El poeta imperial Rudyard Kipling.

 

 

 

 

Proceso más político que económico

Se puede concluir, entonces, que la determinación de los salarios es un proceso más político que económico. Sus variaciones expresan las fluctuaciones en las relaciones de fuerza entre las clases sociales. Esta determinación extra-económica, institucional, hace posible una diferenciación durable entre el precio y el valor de la fuerza de trabajo. Sin embargo, estas dos magnitudes continúan estando conectadas entre sí en una interacción dialéctica. Un salario mayor que el valor de la fuerza de trabajo, si prevalece durante mucho tiempo, termina por conducir al alza este mismo valor, ya que el consumo extra es lo que permite que sea transformado en necesidades vitales –lo que Marx llama una segunda naturaleza– y, por lo tanto, se lo incluye en el costo real de la reproducción de la fuerza laboral. Recíprocamente, al ser un componente de la relación de poder en sí mismo, el aumento en el valor de la fuerza de trabajo desplaza los términos de la negociación. En efecto, más se aproxima el punto que, en cada época y en cada país, es considerado como el mínimo vital, mejor es la resistencia de la clase trabajadora y más fuerte el respaldo de los otros estratos sociales, mientras que la oposición de los empleadores disminuye. Por el contrario, cuanto más uno se aleja de este mismo mínimo vital, menos eficiente se muestra la acción sindical de los trabajadores, mientras que la resistencia de los empresarios se endurece más y más.

Este es el tema clave que hace al mal comportamiento de grandes sectores de la clase dirigente argentina. No ven con la claridad que hace falta que su responsabilidad política indelegable es la de llevar al alza los salarios argentinos. Eso no incluye a los mandamases de Juntos (por la represión), puesto que, directamente, quieren salir del marasmo a costa de hundir el nivel de vida de los trabajadores. Que semejante falta de cordura y sensatez reciba un favor electoral –impensable por su reciente malparida experiencia de gobierno– es un síntoma inequívoco del tipo y profundidad de la crisis en que estamos metidos.

En el mundo tal cual es y, hoy por hoy, con la bomba de tiempo de los salarios del centro yéndose potencialmente para arriba, llevar adelante la salida de la crisis sobre la espalda de los trabajadores es deshacer la integración nacional e ir en contra de cualquier perspectiva de desarrollo. Es que los bajos salarios dan lugar a una transferencia de valor desde los países atrasados a los países avanzados, y esta pérdida reduce, a su vez, el potencial material de una futura mejora en sus salarios.
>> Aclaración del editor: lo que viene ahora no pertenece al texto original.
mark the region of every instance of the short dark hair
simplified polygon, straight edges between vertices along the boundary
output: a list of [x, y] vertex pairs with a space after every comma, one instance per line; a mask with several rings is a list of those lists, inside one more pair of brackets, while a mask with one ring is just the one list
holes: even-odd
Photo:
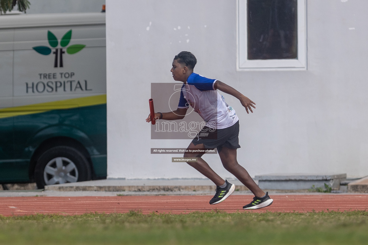
[[197, 59], [195, 56], [190, 52], [182, 51], [175, 55], [174, 60], [177, 60], [178, 63], [185, 64], [185, 66], [190, 69], [193, 69], [197, 64]]

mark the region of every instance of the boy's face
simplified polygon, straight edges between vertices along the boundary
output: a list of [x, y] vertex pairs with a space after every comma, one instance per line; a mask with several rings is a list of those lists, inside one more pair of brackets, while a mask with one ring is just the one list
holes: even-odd
[[173, 74], [173, 78], [175, 81], [186, 82], [185, 75], [188, 68], [178, 62], [177, 60], [174, 60], [173, 61], [173, 68], [170, 71]]

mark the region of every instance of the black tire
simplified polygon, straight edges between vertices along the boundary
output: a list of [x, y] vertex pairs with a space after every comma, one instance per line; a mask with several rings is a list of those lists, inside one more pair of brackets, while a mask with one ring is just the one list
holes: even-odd
[[49, 184], [89, 180], [91, 175], [91, 167], [83, 154], [75, 148], [63, 145], [45, 152], [35, 167], [39, 189]]

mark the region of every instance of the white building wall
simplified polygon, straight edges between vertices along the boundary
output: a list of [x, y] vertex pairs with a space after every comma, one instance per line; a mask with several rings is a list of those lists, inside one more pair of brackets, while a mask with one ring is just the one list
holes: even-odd
[[[240, 120], [238, 161], [251, 176], [368, 175], [368, 1], [308, 0], [307, 70], [255, 71], [236, 70], [235, 0], [106, 2], [108, 177], [202, 177], [171, 162], [178, 155], [150, 154], [190, 142], [151, 140], [145, 121], [151, 83], [174, 82], [171, 62], [183, 50], [196, 55], [195, 72], [256, 103], [248, 115], [226, 96]], [[232, 176], [217, 155], [204, 158]]]

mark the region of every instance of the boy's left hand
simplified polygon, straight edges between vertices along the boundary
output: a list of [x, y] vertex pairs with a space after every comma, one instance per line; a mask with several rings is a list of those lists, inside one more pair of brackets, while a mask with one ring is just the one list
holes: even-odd
[[245, 110], [247, 111], [247, 113], [249, 114], [249, 112], [248, 111], [248, 109], [253, 113], [253, 111], [252, 110], [252, 107], [255, 108], [255, 107], [253, 105], [253, 104], [255, 105], [255, 103], [250, 100], [249, 98], [248, 97], [244, 96], [239, 100], [240, 101], [240, 103], [241, 103], [243, 106], [245, 108]]

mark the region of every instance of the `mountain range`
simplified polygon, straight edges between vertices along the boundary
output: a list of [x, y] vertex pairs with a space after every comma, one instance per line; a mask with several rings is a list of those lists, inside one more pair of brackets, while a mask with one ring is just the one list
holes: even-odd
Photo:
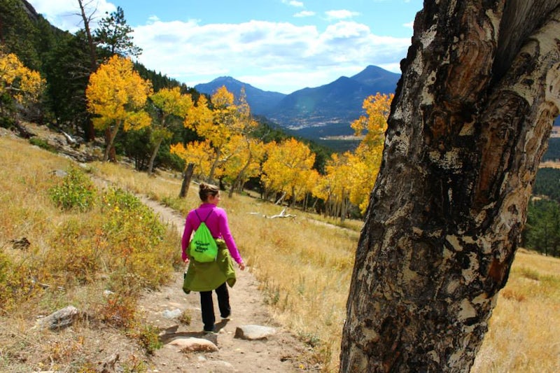
[[195, 86], [208, 94], [225, 86], [239, 97], [245, 87], [247, 103], [255, 115], [262, 115], [295, 134], [321, 140], [353, 134], [350, 124], [363, 113], [368, 96], [394, 93], [400, 74], [370, 65], [360, 73], [319, 87], [304, 88], [289, 94], [265, 91], [230, 76], [221, 76]]

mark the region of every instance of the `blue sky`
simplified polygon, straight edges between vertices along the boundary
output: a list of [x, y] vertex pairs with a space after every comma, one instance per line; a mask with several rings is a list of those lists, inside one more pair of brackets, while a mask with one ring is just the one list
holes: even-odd
[[[51, 23], [83, 27], [77, 0], [28, 0]], [[147, 68], [194, 86], [223, 76], [290, 93], [368, 65], [400, 73], [422, 0], [83, 0], [120, 6]]]

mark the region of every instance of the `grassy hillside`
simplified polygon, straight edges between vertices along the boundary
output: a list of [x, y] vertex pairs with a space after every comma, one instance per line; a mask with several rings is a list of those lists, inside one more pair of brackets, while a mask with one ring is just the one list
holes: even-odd
[[[76, 346], [80, 338], [94, 338], [99, 330], [91, 325], [76, 329], [76, 339], [66, 341], [62, 349], [52, 343], [52, 335], [38, 339], [31, 331], [37, 315], [71, 302], [95, 315], [99, 323], [110, 323], [115, 315], [121, 318], [118, 320], [127, 316], [134, 321], [130, 314], [133, 307], [120, 303], [124, 306], [116, 307], [103, 297], [102, 290], [113, 289], [116, 294], [132, 297], [122, 299], [134, 300], [136, 285], [157, 288], [164, 283], [178, 260], [176, 230], [172, 227], [161, 230], [139, 206], [134, 213], [122, 213], [127, 206], [135, 206], [132, 195], [119, 197], [127, 204], [107, 204], [106, 188], [96, 190], [98, 204], [89, 209], [61, 209], [50, 192], [60, 182], [53, 171], [71, 169], [72, 162], [30, 146], [27, 141], [0, 136], [0, 296], [4, 297], [0, 370], [22, 358], [22, 350], [28, 351], [24, 358], [29, 360], [46, 361], [55, 356], [61, 359], [61, 366], [69, 366], [68, 360], [78, 364], [80, 349]], [[148, 195], [183, 214], [199, 203], [195, 185], [186, 199], [176, 198], [181, 186], [178, 175], [148, 177], [127, 166], [97, 162], [84, 169], [92, 180], [108, 180], [132, 192]], [[114, 198], [115, 194], [108, 197]], [[221, 206], [227, 211], [239, 250], [258, 279], [274, 317], [313, 346], [325, 371], [336, 371], [360, 223], [339, 227], [299, 211], [288, 211], [296, 215], [293, 219], [265, 218], [279, 213], [281, 207], [251, 195], [224, 197]], [[139, 226], [123, 232], [130, 225], [128, 218], [140, 213], [151, 222], [148, 226], [152, 230]], [[115, 222], [122, 229], [111, 230]], [[142, 234], [134, 229], [142, 230]], [[135, 236], [144, 236], [146, 241], [131, 241]], [[150, 240], [152, 236], [158, 239]], [[15, 245], [22, 237], [31, 243], [29, 248]], [[148, 244], [148, 251], [127, 251]], [[102, 255], [109, 247], [114, 248], [111, 255]], [[155, 252], [162, 255], [151, 256]], [[134, 253], [141, 256], [134, 258], [149, 258], [142, 262], [150, 265], [140, 266], [140, 260], [133, 260]], [[125, 276], [127, 271], [135, 274]], [[559, 274], [559, 260], [525, 251], [517, 253], [472, 372], [560, 371]], [[135, 330], [131, 335], [150, 335], [149, 330], [134, 329], [131, 324], [128, 328]]]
En contraste, esto provee, en los países receptores del G7, la necesaria potencialidad para que las concesiones de los empleadores amplíen aún más la brecha entre los salarios nacionales. Esta ampliación de la brecha empeora la desigualdad del intercambio comercial, y, eventualmente, el valor resultante transferido. Al igual que en las relaciones entre trabajadores y empresarios dentro de una nación, del mismo modo, entre los países, la pobreza condiciona la explotación y la explotación reproduce su propia condición a través de sus efectos. El mundo regido por el intercambio desigual no es ni simpático, ni dócil. Y tampoco permite actitudes conservadoras tan marcadas. O se va para adelante o las fuerzas inmanentes de la acumulación a escala mundial empujan hacia al fondo del tacho.